Pedras, jabutis, manhã de bruma e chuva fina, a inquietude da noite ou o orvalho nas plantas. “Palavra Passarinha” (Ed. Versiprosa), de Suzana Piscitello, é um livro de descoberta e de reunião de momentos fragmentados. São poesias, palavras aladas e passageiras, por isso passarinhas. Se, em determinados momentos as poesias assumem um tom grave, fundo e triste, em outros, descobrem nas brincadeiras silábicas a plenitude e o riso da infância. Leiam a entrevista com a poeta, professora e tradutora,
Desde criança a leitura e escrita fizeram parte da sua vida? Ou quando surgiu a necessidade de se expressar através das palavras?

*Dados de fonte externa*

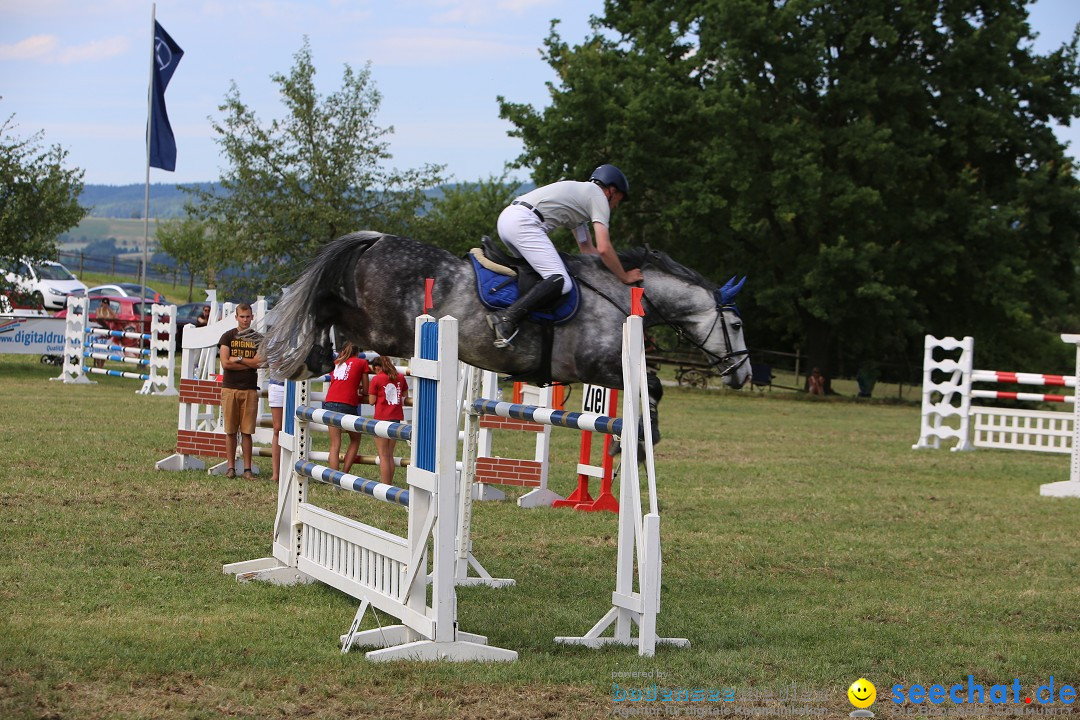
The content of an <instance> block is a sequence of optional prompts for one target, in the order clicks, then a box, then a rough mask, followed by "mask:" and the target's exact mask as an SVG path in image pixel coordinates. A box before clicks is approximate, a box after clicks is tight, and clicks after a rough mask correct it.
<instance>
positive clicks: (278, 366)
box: [261, 231, 386, 380]
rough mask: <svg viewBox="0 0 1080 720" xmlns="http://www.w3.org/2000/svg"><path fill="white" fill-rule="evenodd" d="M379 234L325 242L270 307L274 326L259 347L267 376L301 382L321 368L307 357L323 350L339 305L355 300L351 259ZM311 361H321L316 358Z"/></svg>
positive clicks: (360, 255) (323, 349)
mask: <svg viewBox="0 0 1080 720" xmlns="http://www.w3.org/2000/svg"><path fill="white" fill-rule="evenodd" d="M384 236H386V235H383V234H382V233H380V232H372V231H364V232H354V233H350V234H348V235H342V236H341V237H338V239H337V240H335V241H332V242H329V243H327V244H326V245H325V246H324V247H323V249H322V250H321V252H320V253H319V255H318V256H316V257H315V259H314V260H312V261H311V263H310V264H309V266H308V267H307V269H306V270H305V271H303V272H302V273H301V274H300V276H299V277H298V279H297V280H296V282H295V283H293V284H292V285H289V286H288V289H287V290H286V291H285V294H284V297H282V299H281V301H280V302H279V303H278V304H276V305H274V309H273V311H272V313H271V320H272V322H273V326H272V327H271V328H270V330H269V331H268V332H267V335H266V338H265V339H264V341H262V345H261V354H262V355H264V357H266V359H267V364H268V366H269V368H270V376H271V377H273V378H283V379H291V380H301V379H303V378H308V377H311V375H313V373H316V372H322V371H325V370H324V369H320V368H315V367H310V366H309V363H308V361H309V356H312V357H314V356H318V355H319V353H320V351H322V352H323V354H326V353H327V352H328V348H327V345H328V336H329V327H330V325H333V324H334V321H335V318H336V317H337V311H338V310H339V307H340V303H341V302H348V303H354V302H355V297H356V295H355V287H354V280H353V277H354V271H355V267H356V260H357V259H359V258H360V256H361V255H363V254H364V252H365V250H367V248H369V247H370V246H372V245H374V244H375V243H377V242H378V241H379V240H381V239H382V237H384ZM314 364H315V365H324V363H323V362H322V361H321V359H320V361H315V362H314Z"/></svg>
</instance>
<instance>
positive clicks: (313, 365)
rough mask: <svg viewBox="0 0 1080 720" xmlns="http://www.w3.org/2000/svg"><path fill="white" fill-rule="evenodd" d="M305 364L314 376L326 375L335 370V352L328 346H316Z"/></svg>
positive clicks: (319, 345) (311, 350)
mask: <svg viewBox="0 0 1080 720" xmlns="http://www.w3.org/2000/svg"><path fill="white" fill-rule="evenodd" d="M303 364H305V365H306V366H307V367H308V369H309V370H311V372H312V375H316V376H318V375H325V373H326V372H329V371H330V370H332V369H333V368H334V352H333V351H332V350H330V349H329V348H327V347H326V345H314V347H313V348H312V349H311V352H309V353H308V357H307V359H305V362H303Z"/></svg>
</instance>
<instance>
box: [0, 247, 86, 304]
mask: <svg viewBox="0 0 1080 720" xmlns="http://www.w3.org/2000/svg"><path fill="white" fill-rule="evenodd" d="M0 272H3V274H4V277H6V280H8V282H9V283H12V284H13V285H14V286H15V287H16V289H18V290H21V291H23V293H26V294H28V295H29V296H30V297H31V298H32V300H33V301H35V303H38V304H40V305H41V307H43V308H45V309H46V310H59V309H60V308H64V307H66V305H67V296H68V295H70V294H72V293H76V294H81V293H85V291H86V286H85V285H84V284H83V283H82V282H81V281H79V279H78V277H76V276H75V275H72V274H71V273H70V272H68V269H67V268H65V267H64V266H62V264H60V263H59V262H53V261H52V260H27V259H25V258H24V259H22V260H11V259H6V260H0Z"/></svg>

R: Sim, a escrita surgiu na minha infância. Assim que aprendi a ler e a escrever eu quis escrever um livro. Isso se realizou de um certo modo. Lembro que meu pai me levou numa papelaria e compramos folhas coloridas, cartolina e canetinhas, com 6 anos, se não me engano, confeccionei um livrinho, esse foi meu primeiro livro. Desde então eu sempre quis e sempre gostei de escrever e brincar com as palavras, é algo que atravessa a minha vida inteira.
Em “Palavra Passarinha” a natureza permeia e se faz presente em cada poema. De que forma ela inspira seu processo de escrita?

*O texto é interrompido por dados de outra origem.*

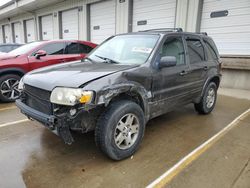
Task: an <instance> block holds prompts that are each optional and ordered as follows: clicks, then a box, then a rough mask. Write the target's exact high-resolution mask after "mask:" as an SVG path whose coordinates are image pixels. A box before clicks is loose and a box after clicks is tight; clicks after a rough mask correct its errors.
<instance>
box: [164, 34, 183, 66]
mask: <svg viewBox="0 0 250 188" xmlns="http://www.w3.org/2000/svg"><path fill="white" fill-rule="evenodd" d="M163 56H175V57H176V60H177V65H183V64H185V50H184V47H183V42H182V38H181V37H169V38H167V39H166V41H165V42H164V44H163V46H162V49H161V57H163Z"/></svg>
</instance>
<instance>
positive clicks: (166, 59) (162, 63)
mask: <svg viewBox="0 0 250 188" xmlns="http://www.w3.org/2000/svg"><path fill="white" fill-rule="evenodd" d="M176 64H177V60H176V57H175V56H163V57H161V59H160V63H159V68H160V69H161V68H164V67H173V66H176Z"/></svg>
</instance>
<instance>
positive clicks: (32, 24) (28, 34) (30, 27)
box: [25, 19, 35, 43]
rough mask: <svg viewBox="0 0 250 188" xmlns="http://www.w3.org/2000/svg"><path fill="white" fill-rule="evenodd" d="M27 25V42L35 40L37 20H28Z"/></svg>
mask: <svg viewBox="0 0 250 188" xmlns="http://www.w3.org/2000/svg"><path fill="white" fill-rule="evenodd" d="M25 27H26V36H25V37H26V42H27V43H28V42H33V41H35V22H34V20H33V19H32V20H26V21H25Z"/></svg>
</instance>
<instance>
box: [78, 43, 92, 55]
mask: <svg viewBox="0 0 250 188" xmlns="http://www.w3.org/2000/svg"><path fill="white" fill-rule="evenodd" d="M79 50H80V53H81V54H88V53H89V52H91V50H93V48H91V47H90V46H87V45H85V44H79Z"/></svg>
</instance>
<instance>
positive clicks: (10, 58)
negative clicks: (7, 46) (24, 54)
mask: <svg viewBox="0 0 250 188" xmlns="http://www.w3.org/2000/svg"><path fill="white" fill-rule="evenodd" d="M16 57H17V55H11V54H8V53H1V52H0V60H7V59H15V58H16Z"/></svg>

R: Eu gosto de sentir as mudanças das estações, a primavera, o vento do outono, me sinto afinada com isso. Também gosto de observar pássaros, flores, acordo cedo pra ficar mais tempo atoa, fiscalizando a natureza, sem fazer nada, só existindo mesmo. Pode soar estranho, num mundo que exige tanta “conexão”, e informação, mas estar em sintonia com esse inútil, essas “inutilezas”, esse “fazer nada” distraído permite que a escrita e a poesia aconteçam.
As poesias são reunidas em cadernos com títulos como: “Palavra passarinha”, “A sílaba das crianças”, “Zoo-lógico mundo” e “Hai-quases”. Por que escolheu esse formato?

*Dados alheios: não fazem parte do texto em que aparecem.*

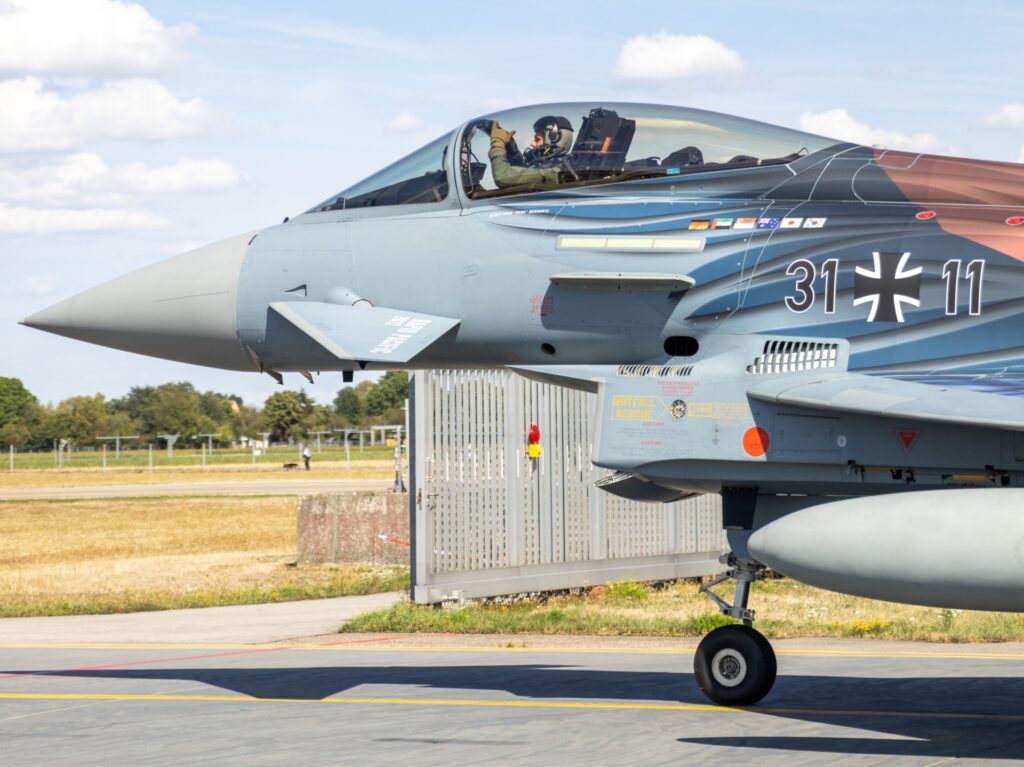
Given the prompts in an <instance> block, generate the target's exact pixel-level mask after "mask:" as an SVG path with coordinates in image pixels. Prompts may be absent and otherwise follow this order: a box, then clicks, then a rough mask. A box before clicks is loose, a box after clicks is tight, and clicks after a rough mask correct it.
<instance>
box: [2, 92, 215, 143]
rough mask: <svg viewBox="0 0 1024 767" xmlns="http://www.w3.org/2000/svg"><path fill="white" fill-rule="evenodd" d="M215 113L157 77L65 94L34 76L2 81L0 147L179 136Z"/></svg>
mask: <svg viewBox="0 0 1024 767" xmlns="http://www.w3.org/2000/svg"><path fill="white" fill-rule="evenodd" d="M208 117H209V108H208V106H207V105H206V103H204V102H203V101H202V100H201V99H199V98H190V99H188V100H181V99H179V98H178V97H177V96H175V95H174V94H173V93H171V92H170V91H169V90H168V89H167V88H166V87H165V86H163V85H162V84H160V83H158V82H157V81H155V80H139V79H133V80H120V81H116V82H109V83H103V84H102V85H100V86H99V87H98V88H94V89H92V90H87V91H84V92H82V93H79V94H77V95H74V96H71V97H70V98H65V97H63V96H61V95H60V94H59V93H56V92H54V91H52V90H47V89H46V88H45V87H44V85H43V83H42V81H40V80H39V79H37V78H34V77H26V78H22V79H18V80H4V81H0V152H16V151H25V150H66V148H71V147H73V146H77V145H78V144H80V143H81V142H82V141H84V140H88V139H92V138H147V139H157V138H174V137H177V136H182V135H189V134H193V133H196V132H197V131H198V130H199V129H200V127H201V126H202V125H203V123H204V122H205V121H206V120H207V118H208Z"/></svg>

R: Esse formato aconteceu quando eu estava selecionando as poesias que poderiam compor um livro. Algumas me pareceram ter algo em comum, então eu fui agrupando essas poesias em cadernos onde a temática me pareceu a mesma, ou onde uma poesia ecoa outra. Foi um modo de organização que surgiu junto com a ideia do livro, mas as poesias já existiam, dispersas, na gaveta.
Ouvem-se ecos de Manoel de Barros em seu livro. Ele é uma influência? Quais outros poetas lhe inspiram?
R: Eu fico feliz com esses ecos de Manuel de Barros, é um poeta que gosto muito, muito mesmo. Ele tira a palavra de um lugar estático e faz ela delirar e brincar. Ele chama os bichos, os rios, e a terra pra essa brincadeira de palavras, acho isso muito bonito. Eu não sei apontar influências, já li tanta coisa boa e tanta coisa diferente, de Platão à Bashô, Heráclito, Guimarães Rosa, Adélia Prado, Ailton Krenak, Dostoievski, Mark Twain, Louise Glück, Anne Carson. Sem contar as músicas do Milton, as canções de roda para crianças, o folclore do Brasil, tudo isso e mais um pouco deve ter servido de influência para o que escrevo.
As poesias sobre ou para crianças contém um encanto à parte. De onde vem essa voz e esse olhar sobre a fase primeva da nossa existência?
R: Eu vejo a infância como um acontecimento extraordinário na vida do ser humano. Há tanta plenitude e criação, fico me perguntando que tempo é esse da infância, que hora é essa da criança? Escrever às vezes me conecta novamente com esse lugar, com essa hora, eu permito então que a criança brinque, que a menina dance. São horinhas sorrateiras, às vezes elas desaparecem, daí surge uma certa melancolia.
Quais são seus planos após “Palavra Passarinha”? Planeja se aventurar em outro gênero?
R: Eu tenho muitos planos, às vezes eles parecem me soterrar e estagnar. Agora estou trabalhando em um romance, espero que ele aconteça. A poesia, no entanto, permanece. Tem horas, por exemplo, que me vejo pensando em versos, ou “recebendo” poesias, como se eu fosse uma “mãe de santo” das palavras. É pura brincadeira isso que estou dizendo, mas deixo a poesia acontecer assim, vamos ver, sei que vem coisa boa por aí!